Embodiment 5 The slot plate 6 in Embodiments 1 and 4 is bent, and as shown in FIGS. 7 (a) and 7 (b), the rising portion 12 having a height of 1 mm is directed downward and upward on the outer peripheral portion. Samples were manufactured in the same manner as in Example 2 and Example 4 except that the sample having the above was used. After that, the same test as in Example 1 was performed, and as a result, both samples were confirmed to have the same good characteristics as in Example 1.

[0015]

According to the present invention, even in a high frequency band such as a millimeter wave band, the holding distance between the ground conductor and the slot plate can be kept uniform, and the triplate-fed plane having good antenna characteristics can be obtained. The antenna can be manufactured at a lower cost and in a shorter time than ever before.

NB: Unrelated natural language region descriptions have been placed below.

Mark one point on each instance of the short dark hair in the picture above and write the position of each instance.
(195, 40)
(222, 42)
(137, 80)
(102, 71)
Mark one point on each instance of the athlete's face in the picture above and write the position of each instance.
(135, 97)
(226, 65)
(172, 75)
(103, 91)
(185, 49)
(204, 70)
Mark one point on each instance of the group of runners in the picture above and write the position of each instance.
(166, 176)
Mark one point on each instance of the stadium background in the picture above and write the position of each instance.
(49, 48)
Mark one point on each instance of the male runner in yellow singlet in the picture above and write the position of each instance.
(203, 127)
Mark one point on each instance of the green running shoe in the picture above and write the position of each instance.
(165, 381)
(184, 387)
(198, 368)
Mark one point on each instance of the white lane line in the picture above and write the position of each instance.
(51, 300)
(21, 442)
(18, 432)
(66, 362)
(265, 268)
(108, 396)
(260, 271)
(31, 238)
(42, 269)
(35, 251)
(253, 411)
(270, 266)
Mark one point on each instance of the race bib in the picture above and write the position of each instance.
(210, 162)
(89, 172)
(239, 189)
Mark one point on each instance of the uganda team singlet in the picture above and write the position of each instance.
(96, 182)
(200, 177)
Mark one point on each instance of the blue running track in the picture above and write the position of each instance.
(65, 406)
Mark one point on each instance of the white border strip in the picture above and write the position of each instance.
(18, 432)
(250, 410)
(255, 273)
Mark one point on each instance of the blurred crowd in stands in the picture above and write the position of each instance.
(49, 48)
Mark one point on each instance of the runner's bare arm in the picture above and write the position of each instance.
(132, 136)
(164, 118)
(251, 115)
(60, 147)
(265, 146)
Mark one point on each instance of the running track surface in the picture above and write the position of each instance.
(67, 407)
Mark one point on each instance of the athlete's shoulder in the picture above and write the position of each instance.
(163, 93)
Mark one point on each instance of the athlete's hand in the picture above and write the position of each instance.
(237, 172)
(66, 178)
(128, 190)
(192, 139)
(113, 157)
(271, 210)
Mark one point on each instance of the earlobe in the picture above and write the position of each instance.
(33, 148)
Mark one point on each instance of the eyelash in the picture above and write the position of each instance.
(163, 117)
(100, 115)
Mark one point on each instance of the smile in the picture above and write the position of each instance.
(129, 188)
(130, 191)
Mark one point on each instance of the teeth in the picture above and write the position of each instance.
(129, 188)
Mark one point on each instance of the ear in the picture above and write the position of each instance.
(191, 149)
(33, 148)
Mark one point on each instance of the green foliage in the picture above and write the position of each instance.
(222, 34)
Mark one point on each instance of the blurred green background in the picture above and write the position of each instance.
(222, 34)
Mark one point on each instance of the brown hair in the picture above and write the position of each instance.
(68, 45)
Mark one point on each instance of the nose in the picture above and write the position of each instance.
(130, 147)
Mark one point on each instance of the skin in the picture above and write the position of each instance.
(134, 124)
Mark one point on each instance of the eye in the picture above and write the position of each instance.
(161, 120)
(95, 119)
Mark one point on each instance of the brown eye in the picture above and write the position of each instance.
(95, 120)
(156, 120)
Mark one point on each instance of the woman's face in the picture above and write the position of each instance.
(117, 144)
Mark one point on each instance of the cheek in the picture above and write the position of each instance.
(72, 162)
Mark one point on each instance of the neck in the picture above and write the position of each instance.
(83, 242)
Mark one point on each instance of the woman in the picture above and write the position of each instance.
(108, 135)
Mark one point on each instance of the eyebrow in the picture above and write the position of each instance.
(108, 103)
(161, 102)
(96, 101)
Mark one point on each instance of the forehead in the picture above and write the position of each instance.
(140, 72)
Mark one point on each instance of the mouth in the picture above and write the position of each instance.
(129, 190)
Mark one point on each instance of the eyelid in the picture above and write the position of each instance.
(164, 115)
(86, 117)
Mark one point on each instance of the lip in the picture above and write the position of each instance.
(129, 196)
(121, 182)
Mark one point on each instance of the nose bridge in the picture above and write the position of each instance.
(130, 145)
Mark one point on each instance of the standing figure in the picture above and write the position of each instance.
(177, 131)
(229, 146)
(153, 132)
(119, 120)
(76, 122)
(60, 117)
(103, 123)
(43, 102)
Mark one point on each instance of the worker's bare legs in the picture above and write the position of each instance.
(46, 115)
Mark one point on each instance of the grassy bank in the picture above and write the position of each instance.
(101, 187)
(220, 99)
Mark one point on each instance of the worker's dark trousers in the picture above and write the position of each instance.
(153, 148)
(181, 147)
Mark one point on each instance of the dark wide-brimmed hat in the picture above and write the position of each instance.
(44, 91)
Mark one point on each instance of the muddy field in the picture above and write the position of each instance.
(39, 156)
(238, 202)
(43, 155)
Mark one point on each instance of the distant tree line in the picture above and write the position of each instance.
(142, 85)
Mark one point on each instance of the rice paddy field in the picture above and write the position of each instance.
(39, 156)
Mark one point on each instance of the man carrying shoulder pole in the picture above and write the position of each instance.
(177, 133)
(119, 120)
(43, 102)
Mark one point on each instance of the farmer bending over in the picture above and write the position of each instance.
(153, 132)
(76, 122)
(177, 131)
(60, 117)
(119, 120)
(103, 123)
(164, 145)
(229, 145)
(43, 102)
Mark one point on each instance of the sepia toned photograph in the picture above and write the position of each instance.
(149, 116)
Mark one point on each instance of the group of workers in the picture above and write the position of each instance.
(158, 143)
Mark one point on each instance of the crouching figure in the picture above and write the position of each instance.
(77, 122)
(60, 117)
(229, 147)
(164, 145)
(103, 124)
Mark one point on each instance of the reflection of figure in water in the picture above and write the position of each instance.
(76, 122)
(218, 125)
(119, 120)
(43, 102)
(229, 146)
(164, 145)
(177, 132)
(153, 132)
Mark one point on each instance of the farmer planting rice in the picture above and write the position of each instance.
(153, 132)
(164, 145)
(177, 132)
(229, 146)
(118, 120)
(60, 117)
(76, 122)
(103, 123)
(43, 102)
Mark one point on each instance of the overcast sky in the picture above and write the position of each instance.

[Brief description of drawings]

FIG. 1 is a perspective view showing a configuration of an antenna according to an embodiment of the present invention.

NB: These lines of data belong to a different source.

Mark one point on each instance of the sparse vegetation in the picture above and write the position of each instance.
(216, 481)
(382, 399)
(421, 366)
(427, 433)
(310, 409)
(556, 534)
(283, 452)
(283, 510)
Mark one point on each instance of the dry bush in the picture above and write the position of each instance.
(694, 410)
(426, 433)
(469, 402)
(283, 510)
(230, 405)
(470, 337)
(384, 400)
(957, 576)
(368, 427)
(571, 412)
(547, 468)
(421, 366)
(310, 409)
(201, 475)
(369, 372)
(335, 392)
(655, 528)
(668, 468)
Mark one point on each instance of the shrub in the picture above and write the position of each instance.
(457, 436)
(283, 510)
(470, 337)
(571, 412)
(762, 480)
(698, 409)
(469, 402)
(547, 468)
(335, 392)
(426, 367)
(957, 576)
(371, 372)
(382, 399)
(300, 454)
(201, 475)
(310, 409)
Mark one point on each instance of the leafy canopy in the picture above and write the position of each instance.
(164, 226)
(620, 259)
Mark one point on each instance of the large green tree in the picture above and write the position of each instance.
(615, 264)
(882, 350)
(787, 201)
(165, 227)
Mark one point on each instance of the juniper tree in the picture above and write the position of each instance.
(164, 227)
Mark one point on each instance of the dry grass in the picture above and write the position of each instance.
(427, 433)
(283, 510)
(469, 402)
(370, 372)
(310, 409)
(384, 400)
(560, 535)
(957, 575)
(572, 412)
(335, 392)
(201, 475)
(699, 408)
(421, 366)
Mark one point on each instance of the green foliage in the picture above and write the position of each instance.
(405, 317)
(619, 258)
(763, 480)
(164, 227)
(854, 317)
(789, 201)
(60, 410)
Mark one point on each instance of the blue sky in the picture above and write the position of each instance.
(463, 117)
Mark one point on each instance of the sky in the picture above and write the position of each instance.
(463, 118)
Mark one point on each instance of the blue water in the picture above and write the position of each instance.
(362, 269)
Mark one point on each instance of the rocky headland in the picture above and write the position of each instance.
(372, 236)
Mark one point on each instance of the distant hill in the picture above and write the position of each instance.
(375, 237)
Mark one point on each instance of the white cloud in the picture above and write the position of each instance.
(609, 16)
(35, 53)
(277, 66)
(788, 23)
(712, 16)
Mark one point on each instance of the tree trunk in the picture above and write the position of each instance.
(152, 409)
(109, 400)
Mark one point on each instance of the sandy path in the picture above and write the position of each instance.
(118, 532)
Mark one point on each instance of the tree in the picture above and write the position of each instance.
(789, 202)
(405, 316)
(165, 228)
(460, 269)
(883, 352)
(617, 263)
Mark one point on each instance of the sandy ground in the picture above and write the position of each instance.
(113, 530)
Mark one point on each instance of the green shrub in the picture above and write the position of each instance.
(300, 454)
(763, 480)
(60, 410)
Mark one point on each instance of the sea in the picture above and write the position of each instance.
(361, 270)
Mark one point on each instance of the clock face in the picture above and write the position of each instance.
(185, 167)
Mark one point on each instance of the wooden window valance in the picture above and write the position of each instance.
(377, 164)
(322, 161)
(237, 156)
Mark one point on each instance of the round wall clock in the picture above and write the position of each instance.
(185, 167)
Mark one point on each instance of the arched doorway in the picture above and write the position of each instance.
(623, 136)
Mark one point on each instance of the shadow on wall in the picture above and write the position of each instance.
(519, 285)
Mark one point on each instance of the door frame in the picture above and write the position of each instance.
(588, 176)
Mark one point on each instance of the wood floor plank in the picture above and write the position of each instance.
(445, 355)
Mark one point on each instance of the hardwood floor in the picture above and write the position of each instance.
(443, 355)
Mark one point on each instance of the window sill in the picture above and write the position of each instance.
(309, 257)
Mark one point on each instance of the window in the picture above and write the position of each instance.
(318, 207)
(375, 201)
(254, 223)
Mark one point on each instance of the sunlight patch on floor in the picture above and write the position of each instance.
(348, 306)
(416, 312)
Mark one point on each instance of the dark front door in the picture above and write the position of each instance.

2 is a cross-sectional view showing a method of fixing the ground conductor and the slot plate of the antenna of FIG.

FIG. 3 is a cross-sectional view showing a method of fixing the ground conductor and the slot plate of the antenna of FIG.

4 is a cross-sectional view showing a method of fixing the ground conductor and the slot plate of the antenna of FIG.

FIG. 5 is a perspective view showing the configuration of an antenna in a method for manufacturing a triplate feed type planar antenna according to another embodiment of the present invention.

6 is a cross-sectional view showing a method of fixing the ground conductor and the slot plate of the antenna of FIG.

FIG. 7 is a cross-sectional view showing a method of fixing the ground conductor and the slot plate of the antenna of FIGS. 1 and 6.

FIG. 8 is a perspective view showing a basic configuration of a conventional triplate feed type planar antenna.

9 is a cross-sectional view showing a method of fixing the ground conductor and the slot plate of the antenna of FIG.

[Explanation of symbols]

1 ... Ground conductor, 2 ... Lower dielectric, 2 '... Upper dielectric, 3 ...
Antenna circuit, 4 ... Film substrate, 5 ... Slot opening,
6 ... Slot plate, 7 ... Pedestal part, 8 ... Hole part, 9 ... Rivet, 9 '... Rivet, 10 ... Recessed part, 11 ... Rim part, 12
… Rise

 ─────────────────────────────────────────────────── ─── Continuation of the front page (72) Inventor Kura Mizukaki 1150 Goshomiya, Shimodate City, Ibaraki Prefecture Inside the Yuki Plant of Hitachi Chemical Co., Ltd. (72) Kiichi Kanamaru 1150 Gogomiya, Shimodate City, Ibaraki Prefecture Hitachi Seiko Co., Ltd. Yuki factory

Claims (4)

[Claims] 1. A slot having a film substrate on which an antenna circuit is formed on a surface of a ground conductor via a lower dielectric and further having a plurality of slot openings on the surface of the film substrate via an upper dielectric. In a method for manufacturing a triplate-fed planar antenna in which a plate is placed and fixed, a pedestal part for holding the slot plate and the ground conductor at a predetermined distance is provided at a desired position of the ground conductor, and A hole is provided from the slot plate to the pedestal, and a rivet is inserted into the hole to crimp the rivet protruding above the slot plate or below the ground conductor, or by pressing the rivet from above the slot plate. , A method of manufacturing a triplate-fed planar antenna, characterized in that a ground conductor and a slot plate are fixed. 2. A recess formed by forming a step and a step around the hole so that the rivet does not protrude from the surface of the ground conductor opposite to the surface fixing the slot plate. The method for manufacturing a triplate-fed planar antenna according to claim 1, which is formed. 3. The height of the pedestal corresponds to the thickness of the lower dielectric, and the rim having a height corresponding to the thickness of the upper dielectric is provided at a position where the pedestal contacts the slot. The method for manufacturing a triplate-fed planar antenna according to claim 1, wherein the film substrate is sandwiched between the pedestal and the base. 4. The method for manufacturing a triplate-fed planar antenna according to claim 1, 2 or 3, wherein a rising portion is provided on an outer peripheral portion of the slot plate.